There are two subspecies of garlic: hardneck (var. ophioscorodon) and softneck (var. sativum). The most obvious feature that distinguishes the two is the “scape” of the hardneck variety, which rises from the leaf cluster and forms a coil which later straightens into a hard stalk. Many gardeners harvest young scapes to use in salads or stir fry.
Hardneck garlic is more cold hardy than softneck, though both varieties grow well in our region. The cloves of hardneck garlic are fewer and larger than softneck, and many people consider them more flavorful. However, the shelf life is shorter than softneck varieties. Because of its hard central stalk, hardneck garlic cannot be braided, making it less suitable for ornamental uses. Softneck garlic doesn’t form scapes, and the stalk is pliable.
Prepare seed garlic for planting by separating cloves from the bulb. This should be done the day of planting, taking care not to damage the basal plate where the roots will emerge. Larger cloves will produce larger bulbs, so save the small ones for eating.
Garlic should be planted on a site that receives at least six hours of sun a day. It does best in well-drained soil high in organic matter. Plant cloves 6 inches apart and 2 to 3 inches deep, and cover with 2 to 3 inches of mulch such as weed-free straw. This will help prevent the cloves from frost-heaving.
When choosing a planting date, the objective is to get maximum root growth without initiating top growth.
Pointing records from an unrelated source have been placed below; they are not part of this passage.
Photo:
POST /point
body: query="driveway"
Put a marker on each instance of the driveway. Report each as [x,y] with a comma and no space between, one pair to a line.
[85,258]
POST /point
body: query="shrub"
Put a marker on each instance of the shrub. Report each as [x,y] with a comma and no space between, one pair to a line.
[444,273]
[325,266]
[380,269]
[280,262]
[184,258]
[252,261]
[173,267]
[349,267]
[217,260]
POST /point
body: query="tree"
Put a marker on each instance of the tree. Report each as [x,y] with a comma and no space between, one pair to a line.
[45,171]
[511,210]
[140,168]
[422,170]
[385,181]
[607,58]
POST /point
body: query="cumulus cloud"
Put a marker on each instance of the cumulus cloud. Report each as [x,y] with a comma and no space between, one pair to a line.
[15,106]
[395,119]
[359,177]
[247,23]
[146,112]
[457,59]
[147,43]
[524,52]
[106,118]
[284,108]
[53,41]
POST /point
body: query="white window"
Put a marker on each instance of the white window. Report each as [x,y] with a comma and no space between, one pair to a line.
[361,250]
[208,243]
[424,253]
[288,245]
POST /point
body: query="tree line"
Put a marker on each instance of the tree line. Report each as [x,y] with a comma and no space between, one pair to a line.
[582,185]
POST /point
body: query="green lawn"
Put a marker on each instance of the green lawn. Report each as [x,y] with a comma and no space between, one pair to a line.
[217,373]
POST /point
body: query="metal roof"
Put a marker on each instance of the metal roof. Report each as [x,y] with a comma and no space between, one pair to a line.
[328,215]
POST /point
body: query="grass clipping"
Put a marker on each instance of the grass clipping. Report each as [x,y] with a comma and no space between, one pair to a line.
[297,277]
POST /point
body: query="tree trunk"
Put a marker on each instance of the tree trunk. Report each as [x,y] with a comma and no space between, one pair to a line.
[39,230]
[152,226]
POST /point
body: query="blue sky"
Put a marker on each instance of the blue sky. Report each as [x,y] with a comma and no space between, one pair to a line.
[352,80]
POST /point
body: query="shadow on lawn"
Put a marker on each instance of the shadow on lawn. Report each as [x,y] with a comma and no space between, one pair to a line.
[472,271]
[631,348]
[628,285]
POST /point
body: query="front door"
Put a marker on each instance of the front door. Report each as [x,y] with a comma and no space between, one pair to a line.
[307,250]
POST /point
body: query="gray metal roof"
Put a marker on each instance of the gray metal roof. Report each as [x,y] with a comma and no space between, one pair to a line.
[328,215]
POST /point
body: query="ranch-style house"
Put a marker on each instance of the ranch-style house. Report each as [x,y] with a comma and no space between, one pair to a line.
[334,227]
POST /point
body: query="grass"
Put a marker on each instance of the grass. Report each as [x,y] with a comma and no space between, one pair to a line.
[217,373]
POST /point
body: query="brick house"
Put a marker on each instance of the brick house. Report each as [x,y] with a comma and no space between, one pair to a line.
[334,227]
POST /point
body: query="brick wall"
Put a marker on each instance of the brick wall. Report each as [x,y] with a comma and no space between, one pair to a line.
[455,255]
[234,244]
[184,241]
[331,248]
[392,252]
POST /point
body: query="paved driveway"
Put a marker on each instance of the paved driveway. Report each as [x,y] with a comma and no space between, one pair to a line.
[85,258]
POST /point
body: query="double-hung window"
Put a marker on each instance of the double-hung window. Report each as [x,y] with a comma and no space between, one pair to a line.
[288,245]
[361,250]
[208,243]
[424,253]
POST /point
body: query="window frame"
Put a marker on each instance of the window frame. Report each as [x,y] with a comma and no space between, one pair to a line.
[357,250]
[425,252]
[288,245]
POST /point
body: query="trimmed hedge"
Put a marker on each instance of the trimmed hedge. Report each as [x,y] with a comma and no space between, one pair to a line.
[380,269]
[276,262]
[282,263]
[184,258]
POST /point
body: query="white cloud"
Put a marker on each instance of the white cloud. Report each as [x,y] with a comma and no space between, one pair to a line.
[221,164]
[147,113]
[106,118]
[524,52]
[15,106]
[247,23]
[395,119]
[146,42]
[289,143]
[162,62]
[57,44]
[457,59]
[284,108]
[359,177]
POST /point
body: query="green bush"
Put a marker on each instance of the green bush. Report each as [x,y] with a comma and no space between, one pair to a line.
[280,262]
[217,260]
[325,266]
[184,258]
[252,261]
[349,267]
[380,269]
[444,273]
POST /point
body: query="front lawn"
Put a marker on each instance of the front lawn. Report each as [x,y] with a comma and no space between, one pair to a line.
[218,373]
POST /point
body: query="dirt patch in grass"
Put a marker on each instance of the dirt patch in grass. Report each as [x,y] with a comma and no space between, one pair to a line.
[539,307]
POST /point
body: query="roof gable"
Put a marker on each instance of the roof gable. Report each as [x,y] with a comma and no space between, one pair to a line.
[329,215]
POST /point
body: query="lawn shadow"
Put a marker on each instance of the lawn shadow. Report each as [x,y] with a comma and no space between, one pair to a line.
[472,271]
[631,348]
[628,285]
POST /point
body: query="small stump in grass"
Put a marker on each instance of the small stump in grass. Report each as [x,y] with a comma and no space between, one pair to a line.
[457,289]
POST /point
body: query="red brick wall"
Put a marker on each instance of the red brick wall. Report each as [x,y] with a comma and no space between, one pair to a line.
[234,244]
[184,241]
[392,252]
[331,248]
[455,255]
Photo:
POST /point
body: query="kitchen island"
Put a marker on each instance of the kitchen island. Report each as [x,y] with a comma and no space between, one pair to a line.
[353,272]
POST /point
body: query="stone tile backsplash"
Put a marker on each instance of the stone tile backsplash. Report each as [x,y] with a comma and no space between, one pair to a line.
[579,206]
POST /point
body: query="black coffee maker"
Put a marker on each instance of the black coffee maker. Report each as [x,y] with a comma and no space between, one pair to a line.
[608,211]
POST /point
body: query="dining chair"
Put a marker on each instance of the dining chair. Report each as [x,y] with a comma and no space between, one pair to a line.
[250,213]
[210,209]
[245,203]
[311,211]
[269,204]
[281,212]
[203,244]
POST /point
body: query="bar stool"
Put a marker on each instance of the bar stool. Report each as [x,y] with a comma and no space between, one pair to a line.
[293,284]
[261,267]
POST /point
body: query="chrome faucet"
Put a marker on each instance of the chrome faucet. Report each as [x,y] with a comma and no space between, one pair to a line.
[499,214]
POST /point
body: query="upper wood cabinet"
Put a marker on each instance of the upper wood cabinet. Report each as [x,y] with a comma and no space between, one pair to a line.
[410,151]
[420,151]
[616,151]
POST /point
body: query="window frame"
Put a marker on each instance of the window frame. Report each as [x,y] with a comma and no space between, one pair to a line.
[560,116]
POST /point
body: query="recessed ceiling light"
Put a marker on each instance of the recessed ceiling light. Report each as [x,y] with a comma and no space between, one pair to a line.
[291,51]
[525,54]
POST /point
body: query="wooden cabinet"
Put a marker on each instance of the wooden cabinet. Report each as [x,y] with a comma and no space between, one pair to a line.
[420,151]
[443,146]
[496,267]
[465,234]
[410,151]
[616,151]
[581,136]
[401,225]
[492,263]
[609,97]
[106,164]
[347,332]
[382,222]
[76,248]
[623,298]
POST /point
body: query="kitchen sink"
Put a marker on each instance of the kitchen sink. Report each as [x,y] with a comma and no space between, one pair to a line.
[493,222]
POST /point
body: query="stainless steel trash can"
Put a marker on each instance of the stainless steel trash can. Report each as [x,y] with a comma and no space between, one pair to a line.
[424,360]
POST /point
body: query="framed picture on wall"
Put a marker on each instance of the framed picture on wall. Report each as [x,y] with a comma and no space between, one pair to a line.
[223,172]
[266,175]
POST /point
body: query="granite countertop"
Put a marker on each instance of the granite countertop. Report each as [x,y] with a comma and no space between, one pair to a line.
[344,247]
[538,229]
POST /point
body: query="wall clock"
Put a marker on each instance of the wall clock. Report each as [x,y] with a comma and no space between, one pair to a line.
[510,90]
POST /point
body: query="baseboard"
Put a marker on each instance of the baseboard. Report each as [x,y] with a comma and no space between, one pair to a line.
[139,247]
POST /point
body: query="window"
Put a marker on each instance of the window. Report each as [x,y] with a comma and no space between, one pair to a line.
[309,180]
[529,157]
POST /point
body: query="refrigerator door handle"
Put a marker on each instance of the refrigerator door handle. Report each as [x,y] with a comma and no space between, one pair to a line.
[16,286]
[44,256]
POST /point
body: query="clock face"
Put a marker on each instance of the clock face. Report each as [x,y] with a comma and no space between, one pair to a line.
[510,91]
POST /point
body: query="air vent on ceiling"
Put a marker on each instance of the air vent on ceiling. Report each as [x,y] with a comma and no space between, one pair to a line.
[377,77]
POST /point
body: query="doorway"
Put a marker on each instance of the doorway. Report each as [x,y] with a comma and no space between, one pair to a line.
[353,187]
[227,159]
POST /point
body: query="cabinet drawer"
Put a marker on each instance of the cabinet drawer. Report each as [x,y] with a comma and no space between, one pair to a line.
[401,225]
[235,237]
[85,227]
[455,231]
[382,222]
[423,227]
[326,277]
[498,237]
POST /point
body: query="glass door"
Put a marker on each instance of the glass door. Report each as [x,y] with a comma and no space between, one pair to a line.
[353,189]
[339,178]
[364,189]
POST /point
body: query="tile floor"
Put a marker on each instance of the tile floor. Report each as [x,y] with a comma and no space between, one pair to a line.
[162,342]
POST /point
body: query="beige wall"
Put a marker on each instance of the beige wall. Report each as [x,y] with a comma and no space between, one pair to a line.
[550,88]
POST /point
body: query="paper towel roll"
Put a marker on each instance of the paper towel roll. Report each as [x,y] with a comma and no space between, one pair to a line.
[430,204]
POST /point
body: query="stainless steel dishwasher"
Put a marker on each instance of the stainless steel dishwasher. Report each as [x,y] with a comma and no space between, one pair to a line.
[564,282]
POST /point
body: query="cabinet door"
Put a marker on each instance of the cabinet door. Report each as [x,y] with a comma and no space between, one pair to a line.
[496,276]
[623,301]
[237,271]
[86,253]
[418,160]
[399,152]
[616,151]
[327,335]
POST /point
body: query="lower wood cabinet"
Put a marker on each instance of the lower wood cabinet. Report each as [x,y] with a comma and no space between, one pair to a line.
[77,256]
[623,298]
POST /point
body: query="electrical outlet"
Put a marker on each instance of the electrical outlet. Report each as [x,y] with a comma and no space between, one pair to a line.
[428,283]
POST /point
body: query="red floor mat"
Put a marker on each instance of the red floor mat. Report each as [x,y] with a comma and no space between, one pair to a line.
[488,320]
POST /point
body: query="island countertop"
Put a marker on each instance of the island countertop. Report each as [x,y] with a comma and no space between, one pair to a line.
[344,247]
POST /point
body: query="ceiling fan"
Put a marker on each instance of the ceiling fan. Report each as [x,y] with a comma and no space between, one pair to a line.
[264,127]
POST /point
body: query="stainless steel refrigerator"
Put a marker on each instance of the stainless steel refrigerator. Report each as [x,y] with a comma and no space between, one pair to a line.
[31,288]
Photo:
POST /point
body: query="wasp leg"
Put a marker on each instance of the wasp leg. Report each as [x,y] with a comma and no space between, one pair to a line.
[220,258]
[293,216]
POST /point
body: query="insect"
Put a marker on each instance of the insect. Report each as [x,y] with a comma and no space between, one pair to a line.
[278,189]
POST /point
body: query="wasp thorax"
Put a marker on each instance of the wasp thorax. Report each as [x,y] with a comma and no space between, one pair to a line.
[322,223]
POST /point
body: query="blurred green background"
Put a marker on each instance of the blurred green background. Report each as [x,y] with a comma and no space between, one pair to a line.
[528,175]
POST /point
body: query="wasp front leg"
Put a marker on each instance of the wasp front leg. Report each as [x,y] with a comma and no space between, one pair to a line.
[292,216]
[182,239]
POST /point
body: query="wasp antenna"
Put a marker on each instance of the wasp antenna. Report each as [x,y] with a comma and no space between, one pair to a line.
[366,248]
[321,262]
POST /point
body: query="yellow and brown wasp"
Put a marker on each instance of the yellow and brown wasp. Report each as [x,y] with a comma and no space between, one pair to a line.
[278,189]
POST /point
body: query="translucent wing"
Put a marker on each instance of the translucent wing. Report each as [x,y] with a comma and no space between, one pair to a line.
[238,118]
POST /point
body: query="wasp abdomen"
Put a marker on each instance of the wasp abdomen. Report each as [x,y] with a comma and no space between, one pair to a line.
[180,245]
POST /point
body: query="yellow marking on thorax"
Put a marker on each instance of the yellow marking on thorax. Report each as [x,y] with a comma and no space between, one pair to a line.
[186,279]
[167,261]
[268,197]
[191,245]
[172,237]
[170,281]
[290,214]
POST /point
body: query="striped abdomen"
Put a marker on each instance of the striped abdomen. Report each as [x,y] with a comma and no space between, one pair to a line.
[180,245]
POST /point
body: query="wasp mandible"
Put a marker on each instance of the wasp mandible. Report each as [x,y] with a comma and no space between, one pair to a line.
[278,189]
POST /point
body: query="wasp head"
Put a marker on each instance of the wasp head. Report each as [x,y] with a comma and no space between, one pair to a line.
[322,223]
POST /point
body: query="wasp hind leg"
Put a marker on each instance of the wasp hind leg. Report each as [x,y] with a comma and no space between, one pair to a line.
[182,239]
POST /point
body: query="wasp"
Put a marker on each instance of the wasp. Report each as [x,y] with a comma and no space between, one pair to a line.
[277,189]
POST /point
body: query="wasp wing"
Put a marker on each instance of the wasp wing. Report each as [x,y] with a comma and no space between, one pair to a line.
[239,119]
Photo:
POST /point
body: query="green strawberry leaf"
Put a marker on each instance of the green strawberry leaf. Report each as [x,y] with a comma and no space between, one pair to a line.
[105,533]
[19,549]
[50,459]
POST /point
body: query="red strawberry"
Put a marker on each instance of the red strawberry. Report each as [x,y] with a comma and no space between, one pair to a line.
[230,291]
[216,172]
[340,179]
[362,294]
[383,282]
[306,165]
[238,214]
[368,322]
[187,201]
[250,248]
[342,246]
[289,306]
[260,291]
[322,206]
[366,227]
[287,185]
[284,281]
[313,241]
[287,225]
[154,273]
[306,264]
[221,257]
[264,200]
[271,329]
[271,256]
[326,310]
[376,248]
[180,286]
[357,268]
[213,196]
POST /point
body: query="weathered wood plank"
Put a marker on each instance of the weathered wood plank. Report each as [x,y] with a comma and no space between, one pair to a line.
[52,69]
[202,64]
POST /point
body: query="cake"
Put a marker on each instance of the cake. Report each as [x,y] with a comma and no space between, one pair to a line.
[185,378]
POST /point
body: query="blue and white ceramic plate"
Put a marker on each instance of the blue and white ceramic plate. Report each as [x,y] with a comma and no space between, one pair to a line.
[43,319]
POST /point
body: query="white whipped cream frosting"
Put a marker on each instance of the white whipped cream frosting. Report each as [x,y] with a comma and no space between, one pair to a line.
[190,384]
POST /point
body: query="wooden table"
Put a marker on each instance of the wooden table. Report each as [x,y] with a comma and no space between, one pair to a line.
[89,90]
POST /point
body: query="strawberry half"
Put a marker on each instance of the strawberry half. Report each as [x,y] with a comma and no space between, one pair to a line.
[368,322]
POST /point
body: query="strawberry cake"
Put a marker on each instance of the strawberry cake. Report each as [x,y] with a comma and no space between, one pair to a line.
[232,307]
Garlic will grow roots in the fall until the ground freezes, at which time it becomes dormant. Garlic planted too late will get off to a slow start in the spring. Garlic planted too early will begin top growth which can sometimes result in winter damage. Late September or early October is a good time for planting in Wenatchee or Chelan, while early September works best in Leavenworth or Plain.
For more information, take a look at Ron Engeland’s classic 1991 book, “Growing Great Garlic.” Ron grew garlic in Okanogan County for many years, and the farm he started is still in operation. His book is not only a complete guide to garlic from planting to marketing, but includes garlic history, garlic artwork and garlic poetry.